Serious like a good crying jag

Inveterate television watchers have been extolling the worth of cable drama for some time now, honoring the programming as solid evidence that television has entered a new Golden Age. It's a view I share in large part. There has been and continues to be so much interesting and artfully convened fiction and comedy spread  out along the cable channels that participating in a TV show carries the sort of prestige that had been the exclusive claim of movie work. Small wonder for the tremendous ground swell in quality, as movie producers, directors and writers, finding it more difficult to get serious dramatic films produced for theatrical release, approached premium cable stations like HBO and Showtime, along with FX and AMC on the non--premium side, to see if they could get their projects done. The rest, of course, is a changed industry, with new technologies, more viewing options , and more demand for original content. Not everything that has emerged in the vein of serious cable drama has been compelling, which was to be expected by anyone who knows the basic dialectical precept that "quantity changes quality". (Consult your Hegel, Marx and Engels for more elaboration, or browse this handy cheat sheet on the issue). The upshot of that abstract dictum is that familiarity breeds contempt on the audience's part, who eventually become so saturated in the fundemental mechanisms of serialized drama that what was once fresh and refreshingly unexpected becomes cliched  and , further, lends itself to parody. Worse, the dramas parody themselves. That would be a sad state to find ourselves in, a sad state to return to, not much different than when the broadcast networks ruled the airwaves and ruined us with decades of shtick.
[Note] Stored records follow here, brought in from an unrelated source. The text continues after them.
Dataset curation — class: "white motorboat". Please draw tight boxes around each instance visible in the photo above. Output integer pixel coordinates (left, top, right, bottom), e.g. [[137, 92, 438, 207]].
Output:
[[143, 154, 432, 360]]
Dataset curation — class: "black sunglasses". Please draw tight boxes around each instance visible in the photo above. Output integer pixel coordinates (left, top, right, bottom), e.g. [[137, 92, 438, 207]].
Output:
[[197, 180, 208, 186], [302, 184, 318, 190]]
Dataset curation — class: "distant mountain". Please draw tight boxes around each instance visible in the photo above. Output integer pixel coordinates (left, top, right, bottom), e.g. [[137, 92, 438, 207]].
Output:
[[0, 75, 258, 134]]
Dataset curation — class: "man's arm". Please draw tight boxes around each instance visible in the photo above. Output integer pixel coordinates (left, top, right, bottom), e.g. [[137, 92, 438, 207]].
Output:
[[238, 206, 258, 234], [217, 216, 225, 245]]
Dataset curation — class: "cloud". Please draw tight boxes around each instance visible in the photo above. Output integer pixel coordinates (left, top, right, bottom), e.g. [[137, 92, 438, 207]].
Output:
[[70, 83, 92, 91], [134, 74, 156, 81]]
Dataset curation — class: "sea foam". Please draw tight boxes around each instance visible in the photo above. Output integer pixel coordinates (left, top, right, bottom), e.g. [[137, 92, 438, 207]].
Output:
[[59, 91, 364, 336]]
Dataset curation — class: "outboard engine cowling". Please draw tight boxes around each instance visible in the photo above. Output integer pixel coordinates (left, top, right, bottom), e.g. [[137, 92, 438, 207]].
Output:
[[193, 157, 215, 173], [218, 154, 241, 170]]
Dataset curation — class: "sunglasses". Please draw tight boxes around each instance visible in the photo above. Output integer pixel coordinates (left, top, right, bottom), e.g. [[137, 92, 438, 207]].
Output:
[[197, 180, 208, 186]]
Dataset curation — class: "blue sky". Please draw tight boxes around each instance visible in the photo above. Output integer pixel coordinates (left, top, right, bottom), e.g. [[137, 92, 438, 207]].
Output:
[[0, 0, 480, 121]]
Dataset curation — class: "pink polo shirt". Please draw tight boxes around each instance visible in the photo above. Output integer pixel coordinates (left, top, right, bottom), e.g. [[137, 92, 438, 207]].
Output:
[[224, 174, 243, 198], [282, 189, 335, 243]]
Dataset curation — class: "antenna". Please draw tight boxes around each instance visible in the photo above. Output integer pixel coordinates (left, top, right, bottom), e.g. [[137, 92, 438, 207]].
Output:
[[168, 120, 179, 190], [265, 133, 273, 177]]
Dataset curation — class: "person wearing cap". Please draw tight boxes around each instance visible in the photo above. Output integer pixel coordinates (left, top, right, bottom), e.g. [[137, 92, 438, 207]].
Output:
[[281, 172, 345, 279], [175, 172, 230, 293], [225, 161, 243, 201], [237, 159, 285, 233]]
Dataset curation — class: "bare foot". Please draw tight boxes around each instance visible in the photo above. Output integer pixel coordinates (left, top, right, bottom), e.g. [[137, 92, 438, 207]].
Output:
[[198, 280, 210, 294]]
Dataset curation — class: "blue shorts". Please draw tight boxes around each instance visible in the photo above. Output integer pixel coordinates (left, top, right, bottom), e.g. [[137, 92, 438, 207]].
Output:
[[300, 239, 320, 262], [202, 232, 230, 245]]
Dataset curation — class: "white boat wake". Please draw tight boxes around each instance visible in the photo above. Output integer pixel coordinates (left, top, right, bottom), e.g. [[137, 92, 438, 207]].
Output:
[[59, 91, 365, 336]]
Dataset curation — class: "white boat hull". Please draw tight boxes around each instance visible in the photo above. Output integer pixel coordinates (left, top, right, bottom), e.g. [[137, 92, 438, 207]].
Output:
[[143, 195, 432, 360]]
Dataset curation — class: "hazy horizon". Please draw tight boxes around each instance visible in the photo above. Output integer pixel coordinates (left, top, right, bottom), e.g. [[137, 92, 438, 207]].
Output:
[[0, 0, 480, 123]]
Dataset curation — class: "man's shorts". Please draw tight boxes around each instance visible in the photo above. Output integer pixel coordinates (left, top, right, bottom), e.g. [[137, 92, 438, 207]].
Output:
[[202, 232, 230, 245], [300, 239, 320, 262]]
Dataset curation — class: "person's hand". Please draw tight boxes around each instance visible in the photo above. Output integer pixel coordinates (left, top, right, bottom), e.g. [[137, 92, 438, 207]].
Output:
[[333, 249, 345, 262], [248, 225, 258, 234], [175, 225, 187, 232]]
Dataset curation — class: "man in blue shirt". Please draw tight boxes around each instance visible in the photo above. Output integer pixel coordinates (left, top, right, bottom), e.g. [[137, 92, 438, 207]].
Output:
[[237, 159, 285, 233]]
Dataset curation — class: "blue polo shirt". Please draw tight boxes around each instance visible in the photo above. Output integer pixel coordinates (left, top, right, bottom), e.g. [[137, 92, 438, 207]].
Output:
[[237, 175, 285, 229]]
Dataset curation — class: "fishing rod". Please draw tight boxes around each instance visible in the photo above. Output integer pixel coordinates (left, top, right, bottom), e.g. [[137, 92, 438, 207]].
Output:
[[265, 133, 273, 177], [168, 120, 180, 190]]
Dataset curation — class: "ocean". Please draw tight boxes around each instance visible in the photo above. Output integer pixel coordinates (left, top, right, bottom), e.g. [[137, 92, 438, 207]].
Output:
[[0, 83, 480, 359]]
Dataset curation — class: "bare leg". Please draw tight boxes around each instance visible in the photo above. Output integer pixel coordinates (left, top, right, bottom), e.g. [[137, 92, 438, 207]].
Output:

This is to put forward that the sort of drama introduced to cable television introduced with the 1997 HBO prison series OZ  has been around long enough to develop, inspire further plot innovations and variations to the extent that the quality fiction programs we've come to know have developed their own generic structural particulars and developed , as well, their own cliches. Part of that seems to be the draining of humor, even gallows humor, from a good amount of the newer dramas and the drastic draining of any ironic sense that might give the relentless pursuit of gloom a breathe space or at least a chance to laugh hysterically at some sudden funny quirk that would release tension before building it up again. 

The Atlantic Magazine has an article titled "Why Prestige TV is So Depressing" .This article is a pretty good overview of the current crop of prestige dramas that have filled the cable channels. I pretty much share the opinion that television has matured to the point that it can have splendidly plotted, directed and acted serial dramas that provide the grittier and compelling twists of the human heart at war with itself (a paraphrase of Faulkner's Nobel Prize acceptance speech quote), an audience desire that theatrical motion pictures have not been able to do in large part for at least the last 20 years. 

 Humor in these most recent series,, though, seems to be on vacation and matters are several shades too dire and too serious . Game of Thrones should have been conceived as a limited series with an end game in sight, different from Martin's unfinished novel series. This last season was a humorless trudge for the most part , and killing off the characters you're sympathetic with is no longer effective means of keeping interest.The end of this many -layered saga is open ended and the story arcs , given the shuffling pace of the last two seasons, appear that they'll require several more seasons before anything resembling a conclusion arrives at our doorstep.

Focus is the key for series that want to dwell in the baser aspects of our nature. We would benefit from producers, writers and directors having very good outlines of where their proposed serial dramas begin and end, that the adventures in the middle area are interesting but don't wind up in a dead end or mired in the metaphorical swamp of distracted character chatter. We need more dramas with that have the element of irony , surprise and humor, dark humor of course, to make the complicating action of flawed characters seem more vivid--those moments of relief make the dramatic momentum have more power. Think Sopranos, think Six Feet Under, think Breaking Bad. All isn't lost, though, as we have Fargo, Better Call Saul at our disposal, shows that realize that dramatic power isn't limited to a cast of frowny faced psychopaths, rapists and killers who are working out their issues sans a punchline of any sort.